San Cisco came together as high school friends, their families holiday together, and they have grown up together, which may explain the close dynamic of the group and cleverness of their songwriting
I f you start your first band when you’re barely into double digits, it’s likely you’ll be a victim of ageism. The members of San Cisco – Jordi Davieson, Josh Biondillo, Nick Gardner and Scarlett Stevens – have known each other for years, been playing in bands most of their lives and formed this particular quartet in 2009 as they finished high school. They have performed in front of audiences across America and Europe, and graced the stages of most venues and festivals that appreciate finely crafted, intelligent indie pop rock.
Their singles Awkward, Wild Things and Fred Astaire have been voted onto Triple J’s Hottest 100, while their peers have nominated them for plenty of shiny trophies including ARIA Awards.
Yet, having achieved so much with two EPs, a debut album and now a second record, Gracetown, we still won’t let San Cisco grow up.
“Everyone just remembers you as kids. My mum is always like, what gig do the kids have this weekend?” says drummer and vocalist Stevens.
Guitarist Biondillo adds: “And we’ve all got beards. I always make that joke. Kids with beards.”
So one wonders if these precocious musicians are having a dig at the old folk with the cover of Gracetown.
It’s a neon pop-art reproduction of a mid-1960s holiday house in a West Australian town near Margaret River where Stevens and Davieson and their families often holiday.
Any Australian, no matter their age, would recognise it.
“Me and Jordi met at that house,” Stevens explains.
Davieson adds: “As we were growing up we’ve all started going down to Gracetown a lot and staying at my family’s house down there.”
And the old folk would find much to love about the band’s new record, a bright yet lo-fi mishmash of garage and disco quite unlike much else on the airwaves these days.
“Moments of disco?

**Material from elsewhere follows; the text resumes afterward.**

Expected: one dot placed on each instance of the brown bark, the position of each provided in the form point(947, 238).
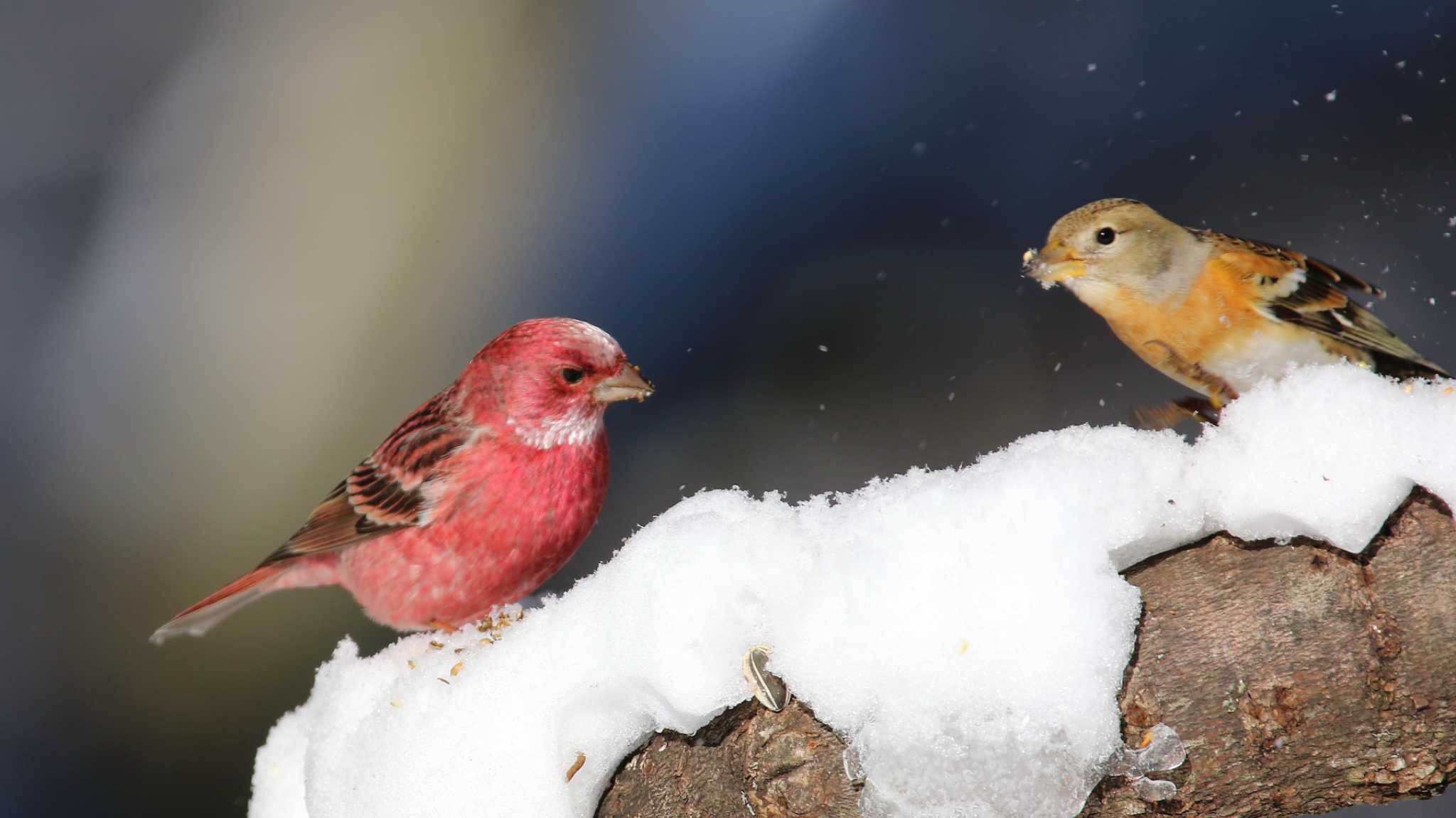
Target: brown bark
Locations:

Maybe there’s more dance. That’d be sick to have a big mirror ball for shows. Strobe lights,” the frontman says. They nominate bassist Gardner as the band’s best dancer because he has “no inhibitions with his hips”.
San Cisco are that quintessential indie Australian band whose deft skill with a pop hook can often disguise the cleverness of their songwriting.
Playing on the male-female dynamic not only vocally but lyrically, Davieson and Stevens often find themselves having the same arguments as the characters in their music.
For the record, they only sound like an old married couple but aren’t in a relationship.
San Cisco are just one of the young indie Oz acts who have garnered significant international attention in recent years.
While the success of Gotye, then Iggy Azalea and 5 Seconds of Summer have the major labels talent scouting Down Under, it’s the underground or alternative artists who are blowing up the blogs and tastemaker websites globally.
San Cisco are the quintessential indie Australian band.